Fragment Shader Performance
The focus of a modern graphics processor is its fragment processing hardware. Not forgetting vertex rate at all, mind you, but it tends to be the exception you're vertex rate limited, rather than the rule. So we use a custom tool to run a variety of shaders on the fragment hardware to measure the hardware's ability in issuing non-dependant instructions with no texture reads, to see whether the maximum shader rate can be achieved.The make-up of a modern fragment processor has a focus on multi-component ADD and MADD vector instructions in the main ALU blocks. So we show the ADD and MADD-only rates.
vec3 ADD rate
With two add units per shader ALU on all the chips, ADD rates should scale nicely with ALU count and clock frequency, and that's mostly what happens. RV515 and RV410 share a 64% efficiency in this test, with RV530 managing 59% of its theoretical peak. The difference in efficiency is likely accounted for by immaturity in the driver when dealing with issuing to triple the ALUs.
vec3 MADD rate
The MADD rate will always be lower since both sub units in an R4 or R5-class FP ALU don't have a multiplier unit. However....RV515 and RV410 maintain an easy 100% MADD issue rate, based on clock rate. RV530 isn't far behind with 94% of peak. The hardware is working flat out to process our simple shader and each chip does so without a problem.
Quick hierarchical-Z test
While not entirely concerned with the fragment shader hardware, ATI's low end hardware usually can't discard data before rasterisation because there's no heirarchical Z buffer. That bit of logic lets the hardware discard pixels before they're generated and passed to the fragment units. Without it, you're left killing fragments as they hit the ROPs instead, burning fragment hardware cycles on pixels that won't ever make it to the screen.ATI announced that RV515 contained hier-Z test logic, though, so it was work making sure it was there and working.

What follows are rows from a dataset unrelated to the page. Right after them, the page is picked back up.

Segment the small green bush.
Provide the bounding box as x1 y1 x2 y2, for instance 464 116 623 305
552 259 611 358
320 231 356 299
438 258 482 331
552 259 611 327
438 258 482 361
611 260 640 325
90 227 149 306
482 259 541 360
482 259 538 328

So we ask the hardware to draw a scene back-to-front (the worst case for depth test and discard, since depth doesn't increase), then front-to-back to see what the delta in performance is. If RV515 has hier-Z it'll have the same kind of performance as RV530 and RV410, both of which have their own hier-Z implementations.
RV515 actually comes out slightly ahead of RV530 here, confirming the presence of the early depth test hardware. You generally don't want to make the low-end parts work harder than they have to, since the brute force isn't there to compensate, so it's good to see its inclusion.